Thousands of organizations and communities from across the United States have called on President Biden to halt federal fossil fuel expansion and phase out production consistent with limiting global warming to 1.5 degrees Celsius.
“Climate action starts in places like Colorado’s North Fork Valley, where it’s absolutely vital to keep fossil fuels in the ground and protect the region’s clean air and water, public lands and wild places,” said Jeremy Nichols, climate and energy program director for WildEarth Guardians. “This lawsuit win is a critical victory for the climate and for western Colorado’s North Fork.”
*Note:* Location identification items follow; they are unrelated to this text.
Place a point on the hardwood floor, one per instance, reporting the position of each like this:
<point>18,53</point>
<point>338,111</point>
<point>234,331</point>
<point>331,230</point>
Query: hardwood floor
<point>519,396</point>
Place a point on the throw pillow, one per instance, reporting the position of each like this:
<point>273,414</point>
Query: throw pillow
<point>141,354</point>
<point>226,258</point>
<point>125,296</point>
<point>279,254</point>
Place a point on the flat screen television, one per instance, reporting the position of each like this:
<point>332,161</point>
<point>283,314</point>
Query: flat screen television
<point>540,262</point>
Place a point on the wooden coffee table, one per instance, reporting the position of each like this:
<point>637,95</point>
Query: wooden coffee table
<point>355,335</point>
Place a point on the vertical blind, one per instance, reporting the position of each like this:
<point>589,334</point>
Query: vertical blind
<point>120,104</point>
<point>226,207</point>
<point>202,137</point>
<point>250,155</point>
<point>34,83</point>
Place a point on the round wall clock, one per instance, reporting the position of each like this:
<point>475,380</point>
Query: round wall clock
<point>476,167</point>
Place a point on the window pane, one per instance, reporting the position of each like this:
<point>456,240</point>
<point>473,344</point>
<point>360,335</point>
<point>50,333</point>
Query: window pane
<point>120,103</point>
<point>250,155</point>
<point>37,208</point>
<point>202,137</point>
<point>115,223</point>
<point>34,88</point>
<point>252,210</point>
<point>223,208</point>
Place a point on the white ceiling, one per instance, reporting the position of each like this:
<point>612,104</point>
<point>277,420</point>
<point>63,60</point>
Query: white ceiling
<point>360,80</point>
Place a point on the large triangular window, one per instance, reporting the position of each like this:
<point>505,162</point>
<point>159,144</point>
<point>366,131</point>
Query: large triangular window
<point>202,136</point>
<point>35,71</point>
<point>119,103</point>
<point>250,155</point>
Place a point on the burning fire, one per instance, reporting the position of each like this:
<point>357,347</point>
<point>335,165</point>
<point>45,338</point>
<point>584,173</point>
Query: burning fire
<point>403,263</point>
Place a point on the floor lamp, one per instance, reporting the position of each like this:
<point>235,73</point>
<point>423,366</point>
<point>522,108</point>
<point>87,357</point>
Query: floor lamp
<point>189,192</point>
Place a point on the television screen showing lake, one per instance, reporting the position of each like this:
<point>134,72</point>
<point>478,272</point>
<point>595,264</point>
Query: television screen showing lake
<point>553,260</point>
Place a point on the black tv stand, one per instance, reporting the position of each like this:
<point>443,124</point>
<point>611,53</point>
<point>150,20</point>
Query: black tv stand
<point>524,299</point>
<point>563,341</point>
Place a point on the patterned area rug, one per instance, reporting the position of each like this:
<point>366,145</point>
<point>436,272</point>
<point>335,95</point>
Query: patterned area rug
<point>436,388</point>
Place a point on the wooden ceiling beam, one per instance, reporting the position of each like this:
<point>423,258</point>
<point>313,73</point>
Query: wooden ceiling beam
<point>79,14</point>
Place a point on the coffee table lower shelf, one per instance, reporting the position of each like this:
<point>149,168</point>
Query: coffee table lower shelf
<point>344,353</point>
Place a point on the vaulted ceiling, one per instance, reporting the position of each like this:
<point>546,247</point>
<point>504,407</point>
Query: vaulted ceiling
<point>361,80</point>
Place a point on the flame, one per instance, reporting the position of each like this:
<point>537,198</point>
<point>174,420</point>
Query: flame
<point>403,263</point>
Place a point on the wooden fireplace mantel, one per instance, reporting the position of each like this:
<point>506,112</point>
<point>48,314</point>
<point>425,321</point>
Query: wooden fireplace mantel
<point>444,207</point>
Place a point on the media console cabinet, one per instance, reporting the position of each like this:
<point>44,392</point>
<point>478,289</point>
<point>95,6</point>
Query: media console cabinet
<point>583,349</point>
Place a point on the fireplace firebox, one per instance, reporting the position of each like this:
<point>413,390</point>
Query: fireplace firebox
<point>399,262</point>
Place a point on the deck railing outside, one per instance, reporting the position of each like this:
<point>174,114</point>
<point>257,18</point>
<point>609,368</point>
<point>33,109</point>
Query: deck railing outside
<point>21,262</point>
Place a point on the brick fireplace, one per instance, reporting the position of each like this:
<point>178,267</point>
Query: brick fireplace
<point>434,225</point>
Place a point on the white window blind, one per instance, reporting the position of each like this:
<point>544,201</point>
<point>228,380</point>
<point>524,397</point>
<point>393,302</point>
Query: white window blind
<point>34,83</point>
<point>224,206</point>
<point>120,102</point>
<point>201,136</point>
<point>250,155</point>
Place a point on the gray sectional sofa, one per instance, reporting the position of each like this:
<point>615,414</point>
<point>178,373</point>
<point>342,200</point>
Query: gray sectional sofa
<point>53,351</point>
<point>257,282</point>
Plaintiffs Citizens for a Healthy Community, Wilderness Workshop, High Country Conservation Advocates, Center for Biological Diversity and WildEarth Guardians are represented in this litigation by Western Environmental Law Center.
Background: Fossil fuel production on public lands causes about a quarter of U.S. greenhouse gas pollution. Peer-reviewed science estimates that a nationwide fossil fuel leasing ban on federal lands and oceans would reduce carbon emissions by 280 million tons per year, ranking it among the most ambitious federal climate-policy proposals.
Oil, gas and coal extraction uses mines, well pads, gas lines, roads and other infrastructure that destroy habitat for wildlife, including threatened and endangered species. Oil spills and other harms from offshore drilling have inflicted immense damage to ocean wildlife and coastal communities. Fracking and mining also pollute watersheds and waterways that provide drinking water to millions of people.
Federal fossil fuels that have not been leased to industry contain up to 450 billion tons of potential climate pollution; those already leased to industry contain up to 43 billion tons. Pollution from the world’s already producing oil and gas fields, if fully developed, would push global warming well past 1.5 degrees Celsius.